Whether strawberries, raspberries, blueberries or blackberries, consumers are buying more fruit--both for its health benefits, taste and increased popularity in recipes.

The agricultural lending company Rabobank sees retail berry sales continuing to increase by 7% annually for the next three years.

Rabobank’s Food and Agribusiness Research and Advisory group recently released a report, titled “The U.S. Fresh Berry Boom — Who Will Profit from the Growth?”

Not surprising is the report notes California will continue to be the leading producer of fresh berries for strawberries, blueberries, raspberries and blackberries.  Sharpest gains in recent years have been with strawberries and blueberries.
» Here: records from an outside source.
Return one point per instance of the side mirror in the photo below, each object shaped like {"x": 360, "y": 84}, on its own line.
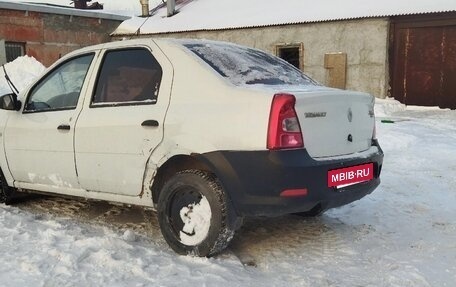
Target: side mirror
{"x": 10, "y": 102}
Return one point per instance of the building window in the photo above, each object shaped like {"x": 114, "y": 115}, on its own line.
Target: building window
{"x": 14, "y": 50}
{"x": 292, "y": 53}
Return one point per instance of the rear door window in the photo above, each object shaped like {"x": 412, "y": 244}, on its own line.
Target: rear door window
{"x": 60, "y": 89}
{"x": 128, "y": 77}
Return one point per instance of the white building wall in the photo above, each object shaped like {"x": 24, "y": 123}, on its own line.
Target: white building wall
{"x": 365, "y": 42}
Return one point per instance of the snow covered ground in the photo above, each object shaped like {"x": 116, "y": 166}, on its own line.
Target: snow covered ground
{"x": 403, "y": 234}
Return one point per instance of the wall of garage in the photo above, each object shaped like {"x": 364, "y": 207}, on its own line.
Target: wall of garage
{"x": 48, "y": 36}
{"x": 365, "y": 42}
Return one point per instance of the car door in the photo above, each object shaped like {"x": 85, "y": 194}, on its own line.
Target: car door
{"x": 39, "y": 140}
{"x": 123, "y": 122}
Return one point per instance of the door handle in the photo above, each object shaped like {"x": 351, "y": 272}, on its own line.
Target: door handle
{"x": 150, "y": 123}
{"x": 64, "y": 127}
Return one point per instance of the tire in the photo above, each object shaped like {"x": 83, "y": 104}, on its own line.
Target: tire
{"x": 197, "y": 198}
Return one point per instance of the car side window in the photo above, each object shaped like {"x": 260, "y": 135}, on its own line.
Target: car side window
{"x": 130, "y": 76}
{"x": 60, "y": 89}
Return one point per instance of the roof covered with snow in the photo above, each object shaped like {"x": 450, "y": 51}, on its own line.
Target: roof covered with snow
{"x": 197, "y": 15}
{"x": 60, "y": 10}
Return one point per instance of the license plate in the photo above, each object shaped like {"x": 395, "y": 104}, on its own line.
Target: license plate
{"x": 350, "y": 175}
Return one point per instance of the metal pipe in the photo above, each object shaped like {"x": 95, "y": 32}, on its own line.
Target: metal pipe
{"x": 171, "y": 5}
{"x": 145, "y": 8}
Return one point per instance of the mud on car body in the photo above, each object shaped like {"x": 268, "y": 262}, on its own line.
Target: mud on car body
{"x": 204, "y": 132}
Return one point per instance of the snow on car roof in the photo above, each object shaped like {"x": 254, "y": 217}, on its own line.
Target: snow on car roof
{"x": 223, "y": 14}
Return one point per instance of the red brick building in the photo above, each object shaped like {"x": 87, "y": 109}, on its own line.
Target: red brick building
{"x": 48, "y": 32}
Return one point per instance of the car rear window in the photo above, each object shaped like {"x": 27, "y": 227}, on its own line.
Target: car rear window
{"x": 247, "y": 66}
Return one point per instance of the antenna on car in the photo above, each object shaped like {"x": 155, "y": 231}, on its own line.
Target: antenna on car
{"x": 10, "y": 83}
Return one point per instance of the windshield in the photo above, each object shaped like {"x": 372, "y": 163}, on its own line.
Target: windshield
{"x": 246, "y": 66}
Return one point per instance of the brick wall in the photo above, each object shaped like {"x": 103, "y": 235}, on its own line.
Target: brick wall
{"x": 49, "y": 36}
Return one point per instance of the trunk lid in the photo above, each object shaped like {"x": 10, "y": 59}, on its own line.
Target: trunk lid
{"x": 335, "y": 122}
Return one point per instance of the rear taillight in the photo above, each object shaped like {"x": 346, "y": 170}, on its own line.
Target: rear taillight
{"x": 284, "y": 131}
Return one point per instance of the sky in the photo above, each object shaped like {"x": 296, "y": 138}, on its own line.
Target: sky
{"x": 400, "y": 235}
{"x": 123, "y": 7}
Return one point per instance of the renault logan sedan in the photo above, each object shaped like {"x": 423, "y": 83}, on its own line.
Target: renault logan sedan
{"x": 205, "y": 132}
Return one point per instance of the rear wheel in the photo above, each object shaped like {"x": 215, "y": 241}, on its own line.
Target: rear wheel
{"x": 195, "y": 215}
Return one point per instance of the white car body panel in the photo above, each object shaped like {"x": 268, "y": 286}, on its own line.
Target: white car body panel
{"x": 114, "y": 158}
{"x": 111, "y": 146}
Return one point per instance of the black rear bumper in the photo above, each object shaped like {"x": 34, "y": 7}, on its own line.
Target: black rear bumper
{"x": 255, "y": 179}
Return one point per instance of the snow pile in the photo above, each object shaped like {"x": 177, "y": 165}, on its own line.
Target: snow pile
{"x": 22, "y": 72}
{"x": 388, "y": 106}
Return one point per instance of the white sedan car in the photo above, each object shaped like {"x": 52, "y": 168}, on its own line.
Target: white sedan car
{"x": 205, "y": 132}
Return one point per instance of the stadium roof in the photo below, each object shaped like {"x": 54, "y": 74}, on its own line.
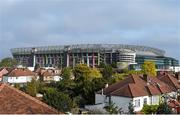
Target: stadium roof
{"x": 90, "y": 47}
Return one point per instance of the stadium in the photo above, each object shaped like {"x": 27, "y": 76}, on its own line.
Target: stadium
{"x": 92, "y": 55}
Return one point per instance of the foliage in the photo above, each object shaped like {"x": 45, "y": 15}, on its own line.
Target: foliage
{"x": 107, "y": 71}
{"x": 164, "y": 109}
{"x": 66, "y": 73}
{"x": 150, "y": 109}
{"x": 118, "y": 77}
{"x": 131, "y": 108}
{"x": 31, "y": 88}
{"x": 101, "y": 65}
{"x": 134, "y": 72}
{"x": 112, "y": 109}
{"x": 17, "y": 86}
{"x": 36, "y": 67}
{"x": 8, "y": 62}
{"x": 149, "y": 68}
{"x": 114, "y": 65}
{"x": 58, "y": 100}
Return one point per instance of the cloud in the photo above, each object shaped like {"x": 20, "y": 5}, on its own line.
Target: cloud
{"x": 30, "y": 23}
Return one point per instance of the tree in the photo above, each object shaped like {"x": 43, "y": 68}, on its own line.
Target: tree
{"x": 66, "y": 73}
{"x": 149, "y": 109}
{"x": 58, "y": 100}
{"x": 112, "y": 109}
{"x": 95, "y": 73}
{"x": 107, "y": 71}
{"x": 164, "y": 109}
{"x": 149, "y": 68}
{"x": 81, "y": 72}
{"x": 32, "y": 88}
{"x": 8, "y": 62}
{"x": 36, "y": 67}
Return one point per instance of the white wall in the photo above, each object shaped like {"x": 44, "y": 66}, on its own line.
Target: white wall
{"x": 121, "y": 102}
{"x": 19, "y": 79}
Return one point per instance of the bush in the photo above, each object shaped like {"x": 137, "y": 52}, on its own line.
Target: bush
{"x": 150, "y": 109}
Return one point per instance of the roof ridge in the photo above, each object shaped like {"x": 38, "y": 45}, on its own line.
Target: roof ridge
{"x": 119, "y": 88}
{"x": 130, "y": 90}
{"x": 171, "y": 80}
{"x": 30, "y": 97}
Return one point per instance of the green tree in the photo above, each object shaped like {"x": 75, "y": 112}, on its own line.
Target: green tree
{"x": 8, "y": 62}
{"x": 58, "y": 100}
{"x": 81, "y": 72}
{"x": 95, "y": 73}
{"x": 149, "y": 68}
{"x": 66, "y": 73}
{"x": 131, "y": 108}
{"x": 149, "y": 109}
{"x": 36, "y": 67}
{"x": 32, "y": 88}
{"x": 107, "y": 71}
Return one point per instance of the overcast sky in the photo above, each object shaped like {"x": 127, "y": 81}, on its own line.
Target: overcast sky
{"x": 154, "y": 23}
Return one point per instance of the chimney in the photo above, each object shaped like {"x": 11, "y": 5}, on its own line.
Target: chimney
{"x": 145, "y": 77}
{"x": 177, "y": 75}
{"x": 102, "y": 92}
{"x": 106, "y": 86}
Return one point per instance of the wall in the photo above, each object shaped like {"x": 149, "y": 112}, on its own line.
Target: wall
{"x": 101, "y": 99}
{"x": 19, "y": 79}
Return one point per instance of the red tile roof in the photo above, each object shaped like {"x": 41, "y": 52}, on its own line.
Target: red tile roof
{"x": 20, "y": 72}
{"x": 136, "y": 86}
{"x": 170, "y": 80}
{"x": 13, "y": 101}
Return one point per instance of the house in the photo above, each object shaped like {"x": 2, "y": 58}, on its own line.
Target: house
{"x": 135, "y": 89}
{"x": 19, "y": 75}
{"x": 172, "y": 81}
{"x": 14, "y": 101}
{"x": 3, "y": 71}
{"x": 49, "y": 75}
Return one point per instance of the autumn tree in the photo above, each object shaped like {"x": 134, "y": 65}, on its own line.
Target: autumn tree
{"x": 149, "y": 68}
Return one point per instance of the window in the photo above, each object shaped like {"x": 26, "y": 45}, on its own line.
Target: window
{"x": 137, "y": 103}
{"x": 145, "y": 100}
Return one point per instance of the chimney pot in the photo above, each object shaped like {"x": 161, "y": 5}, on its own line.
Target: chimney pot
{"x": 106, "y": 86}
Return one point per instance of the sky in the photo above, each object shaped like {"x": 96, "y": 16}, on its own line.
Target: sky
{"x": 27, "y": 23}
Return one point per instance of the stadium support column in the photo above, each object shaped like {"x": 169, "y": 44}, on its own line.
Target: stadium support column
{"x": 73, "y": 60}
{"x": 34, "y": 50}
{"x": 67, "y": 60}
{"x": 99, "y": 59}
{"x": 87, "y": 56}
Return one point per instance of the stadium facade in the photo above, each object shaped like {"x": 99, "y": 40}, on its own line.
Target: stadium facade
{"x": 92, "y": 55}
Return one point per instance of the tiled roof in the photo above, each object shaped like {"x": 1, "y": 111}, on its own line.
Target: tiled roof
{"x": 170, "y": 80}
{"x": 20, "y": 72}
{"x": 136, "y": 86}
{"x": 13, "y": 101}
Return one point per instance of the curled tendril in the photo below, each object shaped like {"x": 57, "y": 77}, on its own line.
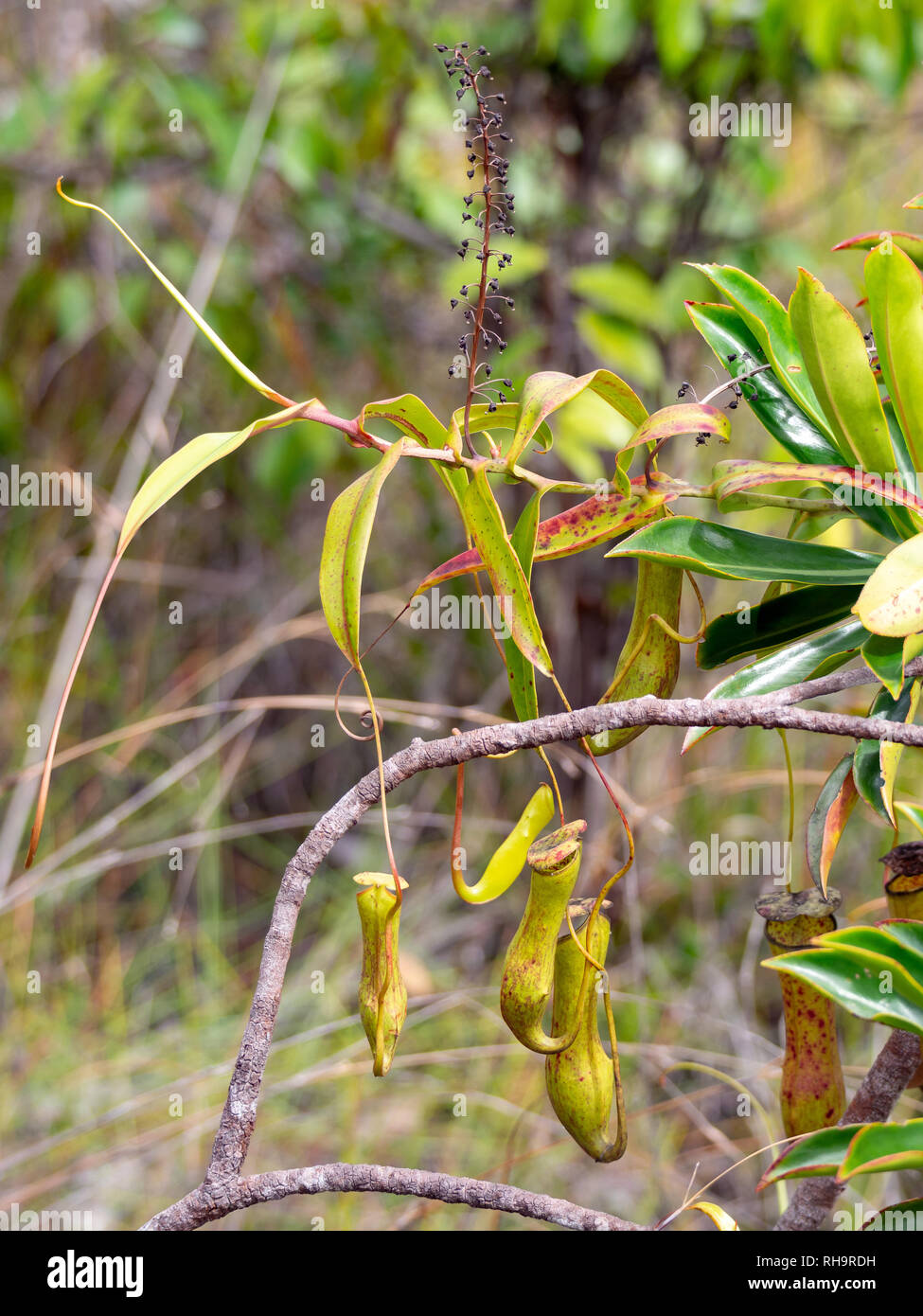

California produces 88% of the country’s fresh strawberries and significant portions of fresh blueberries, raspberries and blackberries. Florida is also a significant producer of fresh berries.

During the fall and winter months strawberry and blueberry imports from Mexico and Chile compete directly with Florida’s season.  Chile now accounts for over 50% of imported blueberries.

Consumers are now purchasing more berries that been grown south from British Columbia and continuing all the way south along the coast to Chile.  This shift will continue following seasonal patterns, but also seeing increased volume in the more southern regions.

Over the past five years, California has shown tremendous growth in strawberry production the past five years.  In 2008, the state produced 114 million cartons of strawberries, which grew to 181 million cartons in 2010.  In 2011, volume actually slipped to 178 million cartons but this year, but in 2013, the total volume should be in the 190 million carton range.

The majority of those gains come from increased yields.  California’s strawberry acreage totalled 36,519 acres in 2008, but was down to 37,732 acres this year.

It is a different story for blueberries. Worldwide statistics show total world acreage of blueberries has grown significantly over the years.  It has quadrupled in the past 15 years and now sits near 200,000 acres with most of that being in North and South America.  The Americas represent close to 80% of the world’s blueberry acreage and production.